Herr Politycki, wohin sind Sie zuletzt gereist?
Für mein neues Buch war ich in Indien unterwegs, weil ich das Reisen noch mal in seiner gesamten Bandbreite erleben wollte: Wie fühle ich mich, wenn ich ankomme, was macht das Hochgebirge mit mir, wie geht es mir in den Slums?
Haben Sie da auch den Zustand des „kleinen Zen“ erlebt, von dem Sie sagen, das ist einer der seligen Momente beim Reisen?
Ja, ich hatte Glück. Solch stille, zeitentrückte Momente kann man ja nicht erzwingen. Ich erlebe sie am ehesten, wenn ich mich tüchtig verausgabt habe. Etwas in mir schaltet dann um in einen trancehaften Modus. Dann schaue ich zum Beispiel in eine Landschaft hinein, die gar nicht mal besonders schön ist, und irgendwann schaue ich durch sie hindurch. Danach bin ich erfrischt.

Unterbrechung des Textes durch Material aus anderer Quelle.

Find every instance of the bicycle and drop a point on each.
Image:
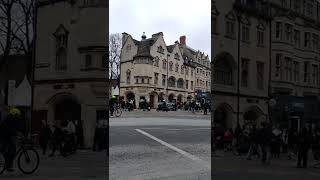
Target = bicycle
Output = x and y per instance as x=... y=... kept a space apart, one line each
x=24 y=155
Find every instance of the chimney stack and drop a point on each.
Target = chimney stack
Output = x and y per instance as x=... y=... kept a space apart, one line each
x=183 y=40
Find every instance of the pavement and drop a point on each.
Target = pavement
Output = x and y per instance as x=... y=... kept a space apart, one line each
x=153 y=145
x=160 y=145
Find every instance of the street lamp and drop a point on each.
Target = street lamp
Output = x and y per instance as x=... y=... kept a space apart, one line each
x=167 y=95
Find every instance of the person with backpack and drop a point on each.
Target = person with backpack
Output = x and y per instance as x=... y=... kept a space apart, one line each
x=12 y=126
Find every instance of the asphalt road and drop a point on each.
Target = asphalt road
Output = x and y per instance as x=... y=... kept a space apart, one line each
x=160 y=145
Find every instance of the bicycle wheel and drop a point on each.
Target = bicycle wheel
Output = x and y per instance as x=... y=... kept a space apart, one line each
x=28 y=161
x=2 y=163
x=118 y=112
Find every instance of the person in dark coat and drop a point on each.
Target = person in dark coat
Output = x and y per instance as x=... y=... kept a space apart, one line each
x=304 y=143
x=56 y=138
x=44 y=136
x=265 y=136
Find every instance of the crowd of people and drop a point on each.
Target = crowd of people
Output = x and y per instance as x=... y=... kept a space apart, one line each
x=269 y=142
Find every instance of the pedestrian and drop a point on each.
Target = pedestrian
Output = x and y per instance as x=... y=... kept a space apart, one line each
x=205 y=108
x=253 y=139
x=265 y=135
x=44 y=136
x=304 y=142
x=12 y=126
x=112 y=104
x=56 y=139
x=227 y=139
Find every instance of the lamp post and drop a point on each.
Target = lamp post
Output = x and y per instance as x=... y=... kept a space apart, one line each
x=167 y=95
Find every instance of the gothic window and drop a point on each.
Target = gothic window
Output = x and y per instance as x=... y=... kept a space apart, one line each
x=296 y=74
x=307 y=38
x=164 y=64
x=61 y=59
x=187 y=70
x=171 y=66
x=156 y=78
x=288 y=32
x=223 y=72
x=244 y=72
x=128 y=76
x=164 y=77
x=260 y=75
x=156 y=62
x=176 y=56
x=88 y=60
x=61 y=40
x=315 y=42
x=180 y=83
x=160 y=50
x=278 y=30
x=297 y=38
x=230 y=25
x=172 y=82
x=278 y=65
x=104 y=61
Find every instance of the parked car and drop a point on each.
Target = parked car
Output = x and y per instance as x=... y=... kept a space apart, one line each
x=172 y=106
x=162 y=106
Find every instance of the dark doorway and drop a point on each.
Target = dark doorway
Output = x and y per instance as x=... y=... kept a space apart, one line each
x=152 y=101
x=67 y=109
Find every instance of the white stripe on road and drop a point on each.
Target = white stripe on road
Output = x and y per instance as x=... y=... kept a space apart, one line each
x=186 y=154
x=177 y=129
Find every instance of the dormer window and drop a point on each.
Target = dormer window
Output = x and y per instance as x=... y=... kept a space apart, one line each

Eine der eindrücklichsten Erfahrungen auf Reisen, die Sie in Ihrem neuen Buch beschreiben, ist die Wucht des Schönen. Wann waren Sie zuletzt davon überwältigt?
Bei ebenjener Indien-Reise, nämlich in Agra: Das Tadsch Mahal hat mich schon als Kind fasziniert, ich hatte ein Puzzle davon. Freilich wird es jeden Tag im Schnitt von 35 000 Menschen besucht, an Spitzentagen von 80 000, da ist von der Aura des Ortes nur noch wenig zu spüren. Nun habe ich ohnehin ein Faible für die Rückseiten von Sehenswürdigkeiten und Städten. Ich fuhr also zum Müllberg von Agra, stieg zusammen mit einigen Männern hoch, die dort arbeiteten. Von oben sahen wir überm Dunst des Flusses die Kuppeln des Tadsch Mahal. Wir schwiegen eine Weile, aus völlig anderen Kulturen und Gesellschaftsschichten kommend, verbunden in diesem Anblick.

Sehenswürdigkeiten sind oft eine Enttäuschung

Sie haben aber auch die Erfahrung gemacht, dass Sehenswürdigkeiten oft eine Enttäuschung sind. Warum?
Weil unsere Erwartungen meist zu hoch sind. Wir leben in einer Überinformationsgesellschaft; wenn wir uns über unser Reiseland zu sehr informiert haben, dafür reichen ja einige Mausklicks, dann kriegen wir all die perfekten Bilder gar nicht mehr aus dem Kopf, wenn wir vor den Sehenswürdigkeiten stehen.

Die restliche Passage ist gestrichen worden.